The following mistakes when fitting tires can lead to severe tire damage.

  • When rolling in the upper bead on the tire changer, the opposing tire bead does not lie completely in its bed.
  • The mounting head was adjusted incorrectly.
  • The edge of the fitting roller rolls onto the bead.
  • The guide rollers are worn or have sharp edges.

Frequently, mounting and run out marks from the guide rollers are identified in the damaged area.


Both tire beads as well as the bead seats must always be coated with fitting paste.

If mounting damage is undetected, there is the danger that the tire will fail later when driving.


  • Never fit a tire without fitting paste.
  • Do not inflate the bead seating pressure above 3 bar (43.5 psi).
  • Do not inflate the tire filling pressure above 4 bar (58 psi).
  • After the tire has been fitted, reduce the air pressure to the specified value.

Tire Pressure

Air pressure must be checked regularly. It is recommended to check the tire pressure every 14 days. The correct tire pressure is especially important during long trips or if a load must be carried. A sporty driving style also requires correct or even slightly increased air pressure.

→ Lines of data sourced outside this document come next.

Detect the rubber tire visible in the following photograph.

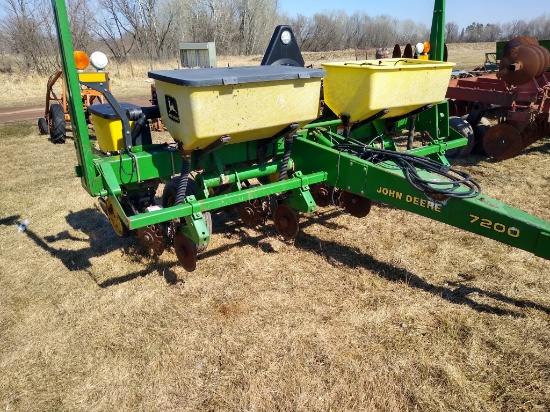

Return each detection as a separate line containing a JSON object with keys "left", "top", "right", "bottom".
{"left": 48, "top": 104, "right": 66, "bottom": 143}
{"left": 447, "top": 116, "right": 474, "bottom": 158}
{"left": 38, "top": 117, "right": 49, "bottom": 135}
{"left": 469, "top": 117, "right": 491, "bottom": 155}
{"left": 162, "top": 177, "right": 212, "bottom": 253}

Tires, Damage from Low Tire Pressure

The most common causes of failure are small external damage, a defective valve or a leaky rim due to corrosion or damage.

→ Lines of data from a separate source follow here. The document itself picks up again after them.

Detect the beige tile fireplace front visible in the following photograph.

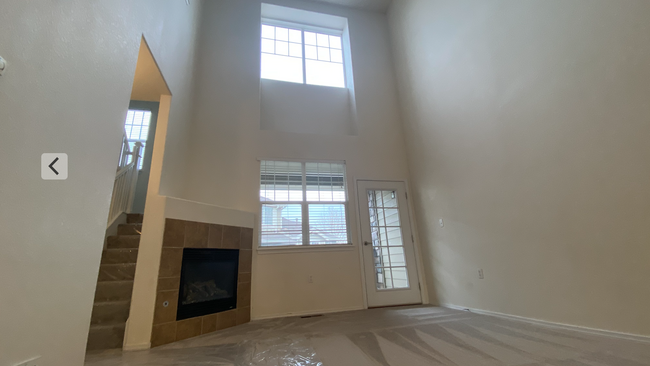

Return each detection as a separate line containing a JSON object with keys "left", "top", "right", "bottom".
{"left": 150, "top": 218, "right": 253, "bottom": 347}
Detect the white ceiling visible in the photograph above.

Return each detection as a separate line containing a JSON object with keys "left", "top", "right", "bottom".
{"left": 307, "top": 0, "right": 392, "bottom": 12}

Strong heating due to driving with substantially low pressure leads to overheating and subsequent separation of shell from rubber.

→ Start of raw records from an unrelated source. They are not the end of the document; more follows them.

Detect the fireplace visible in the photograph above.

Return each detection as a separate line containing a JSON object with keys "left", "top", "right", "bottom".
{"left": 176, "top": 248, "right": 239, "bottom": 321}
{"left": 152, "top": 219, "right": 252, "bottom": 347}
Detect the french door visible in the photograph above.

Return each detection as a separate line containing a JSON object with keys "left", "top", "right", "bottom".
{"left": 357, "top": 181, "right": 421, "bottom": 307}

The tire shown here was sporadically driven with tire pressure insufficient for the load. Typical indications for this are the circumferential abrasions in the area of the bead caused by the rim flange and the discoloration. Small, furrowed folds are visible along the inner sidewall.

When the tire rolls, strong shear forces develop between the steel belt layers, especially at the ends of the belts.


Wide furrows along the circumference in the area of the bead indicate that the tire was driven with insufficient air pressure.

Driving a vehicle with insufficient tire pressure or ignoring or not recognizing tire damage can have serious consequences.

The tire can no longer withstand the forces developing during travel.

The function of the tire is limited by the defects mentioned above. The rubber compounds separate from one another, resulting in partial separation of tire components up to complete destruction.

Such damage usually develops over a longer period of time. If an already damaged tire is exposed to high stress, the centrifugal force at higher speeds can tear components off the tire.


Slow Loss of Air Pressure

The slow loss of tire pressure is an especially tricky process because even experienced drivers often do not notice it.

The insufficient air pressure and the related increase in force required to flex the tire (inner friction) cause the tire material to heat up so much that the various components and rubber compounds can separate.

The final stage is usually the complete destruction of the tire.

The cause for the slow pressure loss cannot always be determined because the tire is severely damaged and components of the tire are missing.

The following pages show tires that were destroyed by driving with low tire pressure.

Tire Temperature, Rising When Tires Pressure Is Too Low

The diagram shows the temperature behavior of a tire at 180 km/h (112 mph).


A - Normal range. When maintaining the specified tire pressure, the temperature remains stable

B - Danger zone. When the air pressure is 0.3 bar (4.35 psi) below specification, the temperature rises to above 120º C (32º F) at higher speeds

C - Critical temperature limit. The tire defect is triggered

T - Temperature

 t - Driving time in minutes

Cracked Tires

Applies to cracks on tires or tread blowouts and tire breaks.

It is not possible to bill for damage to external effects.